The original Writers and Their Work volume on Elizabeth Barrett Browning, written by the key EBB critic of the period, Alethea Hayter, was published in 1965. Only 29 pages in length and drawing upon some of the insights developed in Hayter's earlier book-length study, Browning: A Poet's Work and Its Setting (1962), the Writers and Their Work Mrs volume offered a swift overview of EBB's career and some specific points on language and prosody, before closing with a telling assessment of the perceived status of EBB's poetry at that time:
Her poetry is very much out of favour with the academic critics and historians of literature. You will not find it among the set books in British university courses in English literature, nor in the latest … anthologies. No edition of the collected works is in print in Britain … [and her] memory is kept alive at present more by the unending series of plays, films and musical comedies concerned with her private life than by readers of her poetry.

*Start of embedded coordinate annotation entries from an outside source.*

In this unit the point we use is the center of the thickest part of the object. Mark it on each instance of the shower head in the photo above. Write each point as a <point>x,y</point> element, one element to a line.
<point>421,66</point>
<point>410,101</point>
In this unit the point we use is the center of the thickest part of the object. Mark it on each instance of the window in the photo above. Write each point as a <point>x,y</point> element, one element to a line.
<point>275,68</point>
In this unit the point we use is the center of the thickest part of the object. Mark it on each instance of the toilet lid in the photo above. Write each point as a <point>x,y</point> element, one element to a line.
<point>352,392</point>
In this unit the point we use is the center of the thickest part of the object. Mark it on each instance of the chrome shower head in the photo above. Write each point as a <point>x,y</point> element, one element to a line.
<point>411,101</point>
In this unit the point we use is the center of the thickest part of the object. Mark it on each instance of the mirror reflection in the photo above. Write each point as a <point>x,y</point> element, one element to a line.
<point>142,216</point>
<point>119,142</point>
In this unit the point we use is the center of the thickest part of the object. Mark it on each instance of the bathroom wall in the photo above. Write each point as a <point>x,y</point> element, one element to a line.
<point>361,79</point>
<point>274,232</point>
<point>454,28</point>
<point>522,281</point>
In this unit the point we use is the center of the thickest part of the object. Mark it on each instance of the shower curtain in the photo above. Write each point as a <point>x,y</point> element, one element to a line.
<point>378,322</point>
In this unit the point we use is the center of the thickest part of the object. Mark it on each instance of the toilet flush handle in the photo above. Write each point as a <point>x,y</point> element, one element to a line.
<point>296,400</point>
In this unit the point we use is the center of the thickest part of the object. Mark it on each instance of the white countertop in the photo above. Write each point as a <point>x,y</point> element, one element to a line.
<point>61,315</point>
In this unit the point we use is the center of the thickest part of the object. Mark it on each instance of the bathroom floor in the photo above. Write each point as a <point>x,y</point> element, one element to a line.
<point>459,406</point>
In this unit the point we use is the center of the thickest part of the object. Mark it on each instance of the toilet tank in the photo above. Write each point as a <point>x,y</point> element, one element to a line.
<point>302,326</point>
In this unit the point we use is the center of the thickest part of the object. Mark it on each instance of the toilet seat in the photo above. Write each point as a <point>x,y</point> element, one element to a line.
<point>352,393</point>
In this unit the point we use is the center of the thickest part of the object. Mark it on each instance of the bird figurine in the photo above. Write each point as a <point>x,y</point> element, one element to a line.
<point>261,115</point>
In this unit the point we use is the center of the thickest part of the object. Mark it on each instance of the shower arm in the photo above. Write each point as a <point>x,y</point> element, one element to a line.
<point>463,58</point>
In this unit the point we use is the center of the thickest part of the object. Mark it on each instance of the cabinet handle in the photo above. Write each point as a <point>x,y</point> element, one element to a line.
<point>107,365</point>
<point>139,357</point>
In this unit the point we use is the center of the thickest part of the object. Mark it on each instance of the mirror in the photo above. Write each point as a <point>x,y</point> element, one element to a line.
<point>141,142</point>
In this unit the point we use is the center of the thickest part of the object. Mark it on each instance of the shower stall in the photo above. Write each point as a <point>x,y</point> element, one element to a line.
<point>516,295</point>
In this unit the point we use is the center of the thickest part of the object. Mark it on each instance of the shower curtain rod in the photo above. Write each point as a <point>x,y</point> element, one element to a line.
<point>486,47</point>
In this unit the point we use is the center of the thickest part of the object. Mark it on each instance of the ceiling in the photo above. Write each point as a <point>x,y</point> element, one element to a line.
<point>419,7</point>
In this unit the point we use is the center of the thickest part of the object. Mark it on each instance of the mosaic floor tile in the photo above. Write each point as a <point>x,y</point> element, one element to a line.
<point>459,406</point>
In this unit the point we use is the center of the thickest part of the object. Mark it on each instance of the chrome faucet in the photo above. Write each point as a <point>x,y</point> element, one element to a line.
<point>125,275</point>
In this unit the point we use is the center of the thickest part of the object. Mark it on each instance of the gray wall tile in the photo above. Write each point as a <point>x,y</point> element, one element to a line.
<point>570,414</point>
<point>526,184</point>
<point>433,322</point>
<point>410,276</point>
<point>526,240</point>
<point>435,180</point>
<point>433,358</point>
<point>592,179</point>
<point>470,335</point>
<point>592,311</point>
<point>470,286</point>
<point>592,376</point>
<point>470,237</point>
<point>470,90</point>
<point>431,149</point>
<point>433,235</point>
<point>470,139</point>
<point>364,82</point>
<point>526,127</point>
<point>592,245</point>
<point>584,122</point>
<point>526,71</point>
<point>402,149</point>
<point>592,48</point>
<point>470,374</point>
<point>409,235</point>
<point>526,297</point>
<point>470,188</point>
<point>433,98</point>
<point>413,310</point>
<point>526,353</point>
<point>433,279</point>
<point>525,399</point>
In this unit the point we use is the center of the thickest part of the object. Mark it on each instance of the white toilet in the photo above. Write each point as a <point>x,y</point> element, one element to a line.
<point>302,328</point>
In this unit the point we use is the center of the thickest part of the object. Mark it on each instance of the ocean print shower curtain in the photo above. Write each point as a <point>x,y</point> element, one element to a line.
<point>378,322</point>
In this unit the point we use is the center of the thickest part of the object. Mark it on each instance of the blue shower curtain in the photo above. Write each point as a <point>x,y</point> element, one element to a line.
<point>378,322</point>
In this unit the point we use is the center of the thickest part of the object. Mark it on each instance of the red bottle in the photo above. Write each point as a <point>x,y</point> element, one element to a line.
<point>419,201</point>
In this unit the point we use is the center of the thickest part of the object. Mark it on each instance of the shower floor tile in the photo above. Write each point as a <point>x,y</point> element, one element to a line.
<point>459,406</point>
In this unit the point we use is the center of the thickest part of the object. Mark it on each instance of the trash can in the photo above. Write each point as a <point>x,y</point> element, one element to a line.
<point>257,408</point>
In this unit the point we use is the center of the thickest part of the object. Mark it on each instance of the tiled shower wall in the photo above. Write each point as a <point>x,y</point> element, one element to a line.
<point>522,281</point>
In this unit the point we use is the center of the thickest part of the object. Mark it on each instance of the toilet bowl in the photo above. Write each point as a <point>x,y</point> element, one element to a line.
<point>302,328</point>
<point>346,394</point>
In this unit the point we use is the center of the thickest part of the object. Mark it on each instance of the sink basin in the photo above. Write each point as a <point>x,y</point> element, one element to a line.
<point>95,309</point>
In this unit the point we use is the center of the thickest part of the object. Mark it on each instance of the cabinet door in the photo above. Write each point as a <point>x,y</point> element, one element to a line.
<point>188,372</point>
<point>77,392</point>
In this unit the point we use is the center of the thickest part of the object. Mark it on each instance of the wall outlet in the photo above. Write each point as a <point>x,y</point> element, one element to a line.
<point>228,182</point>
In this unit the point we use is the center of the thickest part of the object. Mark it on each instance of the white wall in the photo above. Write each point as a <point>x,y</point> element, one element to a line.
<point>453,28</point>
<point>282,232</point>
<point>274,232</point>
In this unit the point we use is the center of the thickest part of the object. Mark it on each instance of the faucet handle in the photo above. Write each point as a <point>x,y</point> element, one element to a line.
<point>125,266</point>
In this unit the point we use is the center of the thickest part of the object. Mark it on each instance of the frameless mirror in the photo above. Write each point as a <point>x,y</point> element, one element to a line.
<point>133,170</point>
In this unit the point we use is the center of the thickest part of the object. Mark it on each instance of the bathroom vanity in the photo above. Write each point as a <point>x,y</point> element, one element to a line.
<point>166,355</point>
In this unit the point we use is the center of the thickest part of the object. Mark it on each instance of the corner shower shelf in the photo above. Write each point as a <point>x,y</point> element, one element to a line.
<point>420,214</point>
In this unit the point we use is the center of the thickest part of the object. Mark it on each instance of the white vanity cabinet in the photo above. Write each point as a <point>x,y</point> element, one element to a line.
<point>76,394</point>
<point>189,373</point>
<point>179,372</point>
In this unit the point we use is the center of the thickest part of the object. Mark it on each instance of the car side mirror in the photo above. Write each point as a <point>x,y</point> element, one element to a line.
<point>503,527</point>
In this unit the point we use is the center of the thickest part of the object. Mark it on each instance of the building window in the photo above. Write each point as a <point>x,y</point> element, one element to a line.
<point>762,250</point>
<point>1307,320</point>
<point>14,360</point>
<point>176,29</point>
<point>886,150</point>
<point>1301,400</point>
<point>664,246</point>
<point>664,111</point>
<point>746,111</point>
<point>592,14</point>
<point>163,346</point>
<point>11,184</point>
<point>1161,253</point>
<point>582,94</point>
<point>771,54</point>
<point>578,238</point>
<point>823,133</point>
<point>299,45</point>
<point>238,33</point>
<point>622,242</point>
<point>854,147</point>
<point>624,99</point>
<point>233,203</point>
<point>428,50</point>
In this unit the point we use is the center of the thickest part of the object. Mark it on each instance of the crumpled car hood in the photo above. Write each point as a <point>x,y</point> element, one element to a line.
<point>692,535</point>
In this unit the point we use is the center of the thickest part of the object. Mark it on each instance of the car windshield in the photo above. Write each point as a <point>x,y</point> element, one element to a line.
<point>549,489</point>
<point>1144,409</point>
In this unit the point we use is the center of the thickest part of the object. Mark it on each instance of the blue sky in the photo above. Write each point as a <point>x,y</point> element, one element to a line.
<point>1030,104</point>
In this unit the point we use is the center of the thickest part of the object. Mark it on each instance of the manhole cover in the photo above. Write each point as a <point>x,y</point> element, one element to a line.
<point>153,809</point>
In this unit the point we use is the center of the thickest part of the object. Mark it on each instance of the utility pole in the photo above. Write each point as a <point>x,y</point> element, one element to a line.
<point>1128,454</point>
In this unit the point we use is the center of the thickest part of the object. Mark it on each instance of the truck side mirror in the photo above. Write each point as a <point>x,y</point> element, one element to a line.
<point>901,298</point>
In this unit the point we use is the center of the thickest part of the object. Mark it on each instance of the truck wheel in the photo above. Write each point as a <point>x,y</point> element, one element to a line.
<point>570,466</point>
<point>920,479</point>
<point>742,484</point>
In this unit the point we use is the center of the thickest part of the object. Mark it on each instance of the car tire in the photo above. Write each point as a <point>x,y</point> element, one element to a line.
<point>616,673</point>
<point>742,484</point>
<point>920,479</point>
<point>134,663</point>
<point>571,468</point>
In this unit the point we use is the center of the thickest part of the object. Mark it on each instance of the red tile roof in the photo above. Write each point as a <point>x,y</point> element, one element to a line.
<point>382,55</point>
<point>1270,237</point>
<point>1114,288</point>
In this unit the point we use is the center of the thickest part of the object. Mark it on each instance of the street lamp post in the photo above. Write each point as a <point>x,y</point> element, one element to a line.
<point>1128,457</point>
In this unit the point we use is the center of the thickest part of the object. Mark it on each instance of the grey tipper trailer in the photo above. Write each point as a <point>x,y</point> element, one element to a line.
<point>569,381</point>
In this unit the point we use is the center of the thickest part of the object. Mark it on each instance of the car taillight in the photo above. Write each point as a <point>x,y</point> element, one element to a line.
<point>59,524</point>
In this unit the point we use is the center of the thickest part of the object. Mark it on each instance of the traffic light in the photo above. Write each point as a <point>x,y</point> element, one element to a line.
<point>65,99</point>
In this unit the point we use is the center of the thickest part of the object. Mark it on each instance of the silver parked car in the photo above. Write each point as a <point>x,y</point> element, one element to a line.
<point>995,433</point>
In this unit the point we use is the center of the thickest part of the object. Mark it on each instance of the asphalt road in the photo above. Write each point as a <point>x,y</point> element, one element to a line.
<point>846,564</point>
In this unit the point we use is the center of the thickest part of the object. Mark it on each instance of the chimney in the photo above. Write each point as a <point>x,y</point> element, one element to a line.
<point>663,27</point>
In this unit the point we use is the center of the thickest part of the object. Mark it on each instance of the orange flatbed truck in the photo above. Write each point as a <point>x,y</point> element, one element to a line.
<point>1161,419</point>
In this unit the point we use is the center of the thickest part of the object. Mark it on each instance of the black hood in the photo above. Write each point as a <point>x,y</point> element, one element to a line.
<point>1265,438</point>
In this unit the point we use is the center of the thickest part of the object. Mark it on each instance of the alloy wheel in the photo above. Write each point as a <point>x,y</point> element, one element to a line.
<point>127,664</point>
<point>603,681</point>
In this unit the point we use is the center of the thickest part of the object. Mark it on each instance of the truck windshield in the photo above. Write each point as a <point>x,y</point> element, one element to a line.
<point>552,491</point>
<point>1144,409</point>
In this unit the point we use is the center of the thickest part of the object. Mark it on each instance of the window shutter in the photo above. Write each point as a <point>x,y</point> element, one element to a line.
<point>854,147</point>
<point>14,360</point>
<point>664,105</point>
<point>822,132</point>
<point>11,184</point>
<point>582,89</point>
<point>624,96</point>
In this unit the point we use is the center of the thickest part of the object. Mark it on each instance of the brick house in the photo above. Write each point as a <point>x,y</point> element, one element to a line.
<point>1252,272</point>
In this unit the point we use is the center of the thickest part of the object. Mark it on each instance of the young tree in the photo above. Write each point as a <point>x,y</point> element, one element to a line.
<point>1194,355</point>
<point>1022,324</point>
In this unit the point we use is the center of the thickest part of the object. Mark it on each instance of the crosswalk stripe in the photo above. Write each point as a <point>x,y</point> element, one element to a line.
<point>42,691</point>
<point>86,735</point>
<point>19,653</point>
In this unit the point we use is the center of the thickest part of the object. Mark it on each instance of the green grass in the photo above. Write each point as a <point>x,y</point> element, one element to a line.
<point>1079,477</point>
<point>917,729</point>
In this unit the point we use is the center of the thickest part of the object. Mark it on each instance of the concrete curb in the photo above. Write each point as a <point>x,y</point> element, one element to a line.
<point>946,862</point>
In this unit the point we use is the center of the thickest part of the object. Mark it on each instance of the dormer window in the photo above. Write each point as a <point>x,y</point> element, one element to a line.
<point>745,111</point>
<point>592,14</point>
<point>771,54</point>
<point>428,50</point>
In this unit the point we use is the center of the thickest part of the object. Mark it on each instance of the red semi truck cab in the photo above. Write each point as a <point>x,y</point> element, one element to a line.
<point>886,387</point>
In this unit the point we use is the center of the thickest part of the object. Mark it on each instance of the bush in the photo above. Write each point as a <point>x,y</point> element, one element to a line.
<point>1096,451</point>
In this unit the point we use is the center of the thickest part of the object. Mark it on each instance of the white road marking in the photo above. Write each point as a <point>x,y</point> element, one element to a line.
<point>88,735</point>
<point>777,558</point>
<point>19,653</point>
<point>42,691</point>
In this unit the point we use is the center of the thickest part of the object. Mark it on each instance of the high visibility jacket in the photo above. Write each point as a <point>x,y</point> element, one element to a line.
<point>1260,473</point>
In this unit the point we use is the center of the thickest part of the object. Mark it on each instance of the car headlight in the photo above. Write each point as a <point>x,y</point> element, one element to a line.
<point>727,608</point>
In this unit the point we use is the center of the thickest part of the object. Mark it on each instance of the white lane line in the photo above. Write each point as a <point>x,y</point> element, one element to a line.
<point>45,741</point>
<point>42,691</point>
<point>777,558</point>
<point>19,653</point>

It is still too soon to say whether her fame as a poet will ever return. She may have to wait two hundred years, as Ford and Webster did till Charles Lamb brought them back to life.
Interestingly, Hayter's phrasing here recalls Virginia Woolf's humorous but poignant assessment of EBB in her 1931 essay on Aurora Leigh:
fate has not been kind to Mrs Browning as a writer. Nobody reads her, nobody discusses her, nobody troubles to put her in her place. … In short, the only place in the mansion of literature that is assigned her is downstairs in the servants’ quarters, where, in company with Mrs Hemans, Eliza Cook, Jean Ingelow, Alexander Smith, Edwin Arnold, and Robert Montgomery, she bangs the crockery about and eats vast handfuls of peas on the point of her knife.
In the three decades between Woolf and Hayter's analyses, then, little seemed to have shifted. EBB, the once internationally renowned and highly-influential poet, had been firmly pushed to the margins of literary history, her status as writer of some of the most powerful and innovative poetic works of the nineteenth century erased by both the general modernist backlash against Victorian literature and the processes of early twentieth-century canon formation.